Next the eboyl is hydratized by the enzyme hydratase. Now L - 3 - hydroxyacyl- CoA is formed.
This molecule is again oxidized But now a double bonding at O is formed using the enzyme L - 3 - hydroxyacyl- CoA dehydrogenase. Hence, NADH and 1 proton is formed and used in the phosphotylation.
This molecule contains 2 double bons for O and now the molecule is ready to split off 1 acetyl-CoA. Therefore the thio-ester must be hydrolized. The enzyme 3 - oxoacylCoA thiolase is responsible for this.
--> The nett result from 1 cycle B-oxidation in the mitochondrium is thus a fatty acid that is 2 carbons shorter and 1 acetyl-CoA that is used in the Krebs-cycle. Products formed in the B-oxidation are FADH2 and NADH + H(+) per cycle. FADH2 will eventually give 2 ATP and the NADH gives 2,5 ATP per molecule.

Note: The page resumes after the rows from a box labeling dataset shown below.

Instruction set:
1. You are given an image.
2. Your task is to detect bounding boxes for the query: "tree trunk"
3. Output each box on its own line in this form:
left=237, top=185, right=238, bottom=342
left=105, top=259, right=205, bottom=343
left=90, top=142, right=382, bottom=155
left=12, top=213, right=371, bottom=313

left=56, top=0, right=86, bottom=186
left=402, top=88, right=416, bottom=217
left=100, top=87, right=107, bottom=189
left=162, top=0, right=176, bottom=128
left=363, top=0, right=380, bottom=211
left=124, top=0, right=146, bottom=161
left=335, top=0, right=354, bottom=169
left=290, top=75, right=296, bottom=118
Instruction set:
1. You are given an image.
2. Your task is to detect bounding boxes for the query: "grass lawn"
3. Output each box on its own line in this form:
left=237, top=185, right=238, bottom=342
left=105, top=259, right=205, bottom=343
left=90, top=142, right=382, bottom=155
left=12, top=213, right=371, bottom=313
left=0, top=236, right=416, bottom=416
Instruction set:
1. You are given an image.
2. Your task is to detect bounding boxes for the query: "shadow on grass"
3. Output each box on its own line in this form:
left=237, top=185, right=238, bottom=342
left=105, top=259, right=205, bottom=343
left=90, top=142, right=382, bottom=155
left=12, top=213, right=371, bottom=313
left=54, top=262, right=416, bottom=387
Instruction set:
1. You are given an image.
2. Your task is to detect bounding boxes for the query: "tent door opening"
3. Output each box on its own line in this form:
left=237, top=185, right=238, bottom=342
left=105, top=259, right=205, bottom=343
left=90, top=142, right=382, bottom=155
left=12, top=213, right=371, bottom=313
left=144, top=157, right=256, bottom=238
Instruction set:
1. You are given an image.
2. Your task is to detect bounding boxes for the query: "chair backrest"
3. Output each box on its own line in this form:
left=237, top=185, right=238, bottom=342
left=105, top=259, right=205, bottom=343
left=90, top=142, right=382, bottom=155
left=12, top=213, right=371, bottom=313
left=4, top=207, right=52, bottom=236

(all from the gray matter above. Had to learn it for molecular biology.....)
2.5 ATP? Wasn't it 3?
I need to revise these things...
"As a biologist, I firmly believe that when you're dead, you're dead. Except for what you live behind in history. That's the only afterlife" - J. Craig Venter
nope because NADH will release 10 protons in the oxidative forsforylation ( 4 in NADH-Q-reductase, 2 in cytochrome - c-reductase and 4 in cytochrome-c-oxidase), Since production of 1 mnolecule needs 4 protons ( 3 for ATP-synthase and 1 for the ATP/ADP translocase). Therefore, from 1 NADH 10/4 = 2,5 ATP will be formed.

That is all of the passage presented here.